Subaru’s infotainment is generally pretty modern, sleek and fast enough to not be objectionable. But Subaru is also a bit weird, and the company’s odd habits create some nitpicks on that more-than-a-foot-wide center screen. Settings are often buried under seemingly irrelevant menus and submenus, and the car’s “Cloud Navigation” is inoperable without cell signal — a tough pill to swallow in a vehicle meant to take you off the grid.
Then, there’s the home button, or lack thereof. Once you enter CarPlay or Android Auto, there’s no natural way to exit. At the media drive, Subaru’s representatives spent lots of time talking about how they worked to make the car easy to operate with gloves on, and yet, there’s no physical home button on the infotainment screen, and no permanent placement of such a button on the screen itself. Instead, you have to locate the Subaru button in the app list — a struggle if your phone has lots of apps compatible with CarPlay/Android Auto.
Then there’s the gauge cluster. Depending on your seating position, the top of the steering wheel may cut the instrument panel neatly in half, with the bottom unreadable. While that lower half is mainly empty on the left and a mess of icons on the right, it’s still got some valuable information — which you, the driver, cannot see. While sitting in the (parked) car, I put my camera directly at eye level to document my view of the gauges. It wasn’t great.
How Does the Solterra Compare to the Competition?
Much the same as the bZ4X, with just a few tweaks. The Solterra’s base price of $44,995 (before destination charge and EV tax incentives) is roughly $3,000 higher than the Toyota, in part because the Subie comes standard with all-wheel drive. Subaru does have the advantage of tax credits—Toyota has sold enough plug-in hybrids in the U.S. to have maxed out the federal rebate. For now that makes the Subaru effectively cheaper than the Toyota after federal rebates, but that’s not a long-term solution, especially when you consider how many similarly-sized, internal combustion-powered crossovers price well below $40,000.
Subaru says its customers are “willing to make sacrifices to own a vehicle that doesn’t pollute the environment,” citing its own market research studies. But the sacrifices here are considerable — a maximum of 228 miles of range, with arguably less off-road capability than a base Forester.
Specs To Know
- Starting MSRP: $44,995
- Range: 222 mi (Limited and Touring models), 228 mi (Premium)
- AWD standard
- 215 hp
- 249 lb-ft torque
- 72.8 kWh battery
- 80% charge in 56 minutes on DC fast charging, full charge in 9 hours from Level 2
The Verdict
Before arriving to the Solterra drive event, I had one big question: Is this thing weird enough to be a Subaru? The answer is a resounding yes. But in California, a new question sprung to mind: Is the Solterra a Subaru for EV buyers, or an EV for Subaru buyers?

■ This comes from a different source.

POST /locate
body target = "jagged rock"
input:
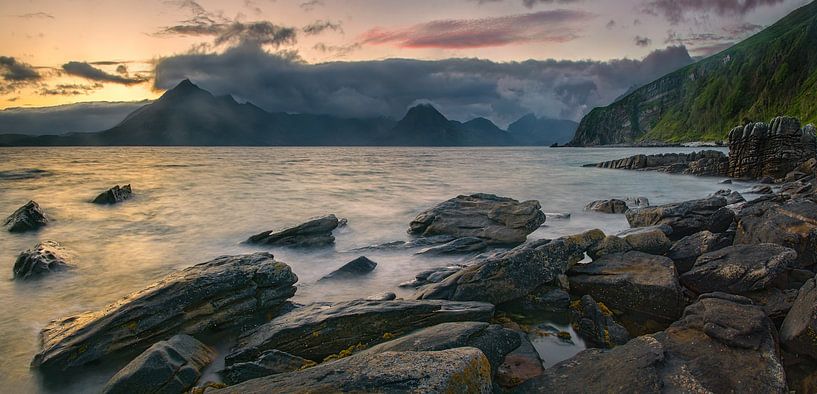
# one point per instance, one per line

The answer to that one is tricker. The Solterra’s base price is high, and “Symmetrical” all-wheel drive isn’t much of a standout feature when so many EVs have dual motors anyway. There’s little to make the Subaru stand out from other EVs on the market, and little to entice you to choose it over, say, a Mustang Mach-E.
The Solterra, then, is an EV for the Subaru faithful. Given that Subaru has already sold basically all its Solterras for 2022, the faithful appear to have eaten it up. But the Solterra doesn’t appear to do anything a Forester can’t, and it asks a $20,000 premium for the singular selling point of “being electric.” That’s a trade some people are clearly willing to make right now, in the first year of production. But how long will that last?
Subaru wants Solterra owners to visit the great outdoors, but will range anxiety dissuade them? Subaru owners seem to keep their cars forever, but will that hold true when EV batteries degrade? The Solterra is a perfectly fine adventure vehicle for the weekend warrior, but in such a crowded market, it’s unclear how it will fare in the weekend wars.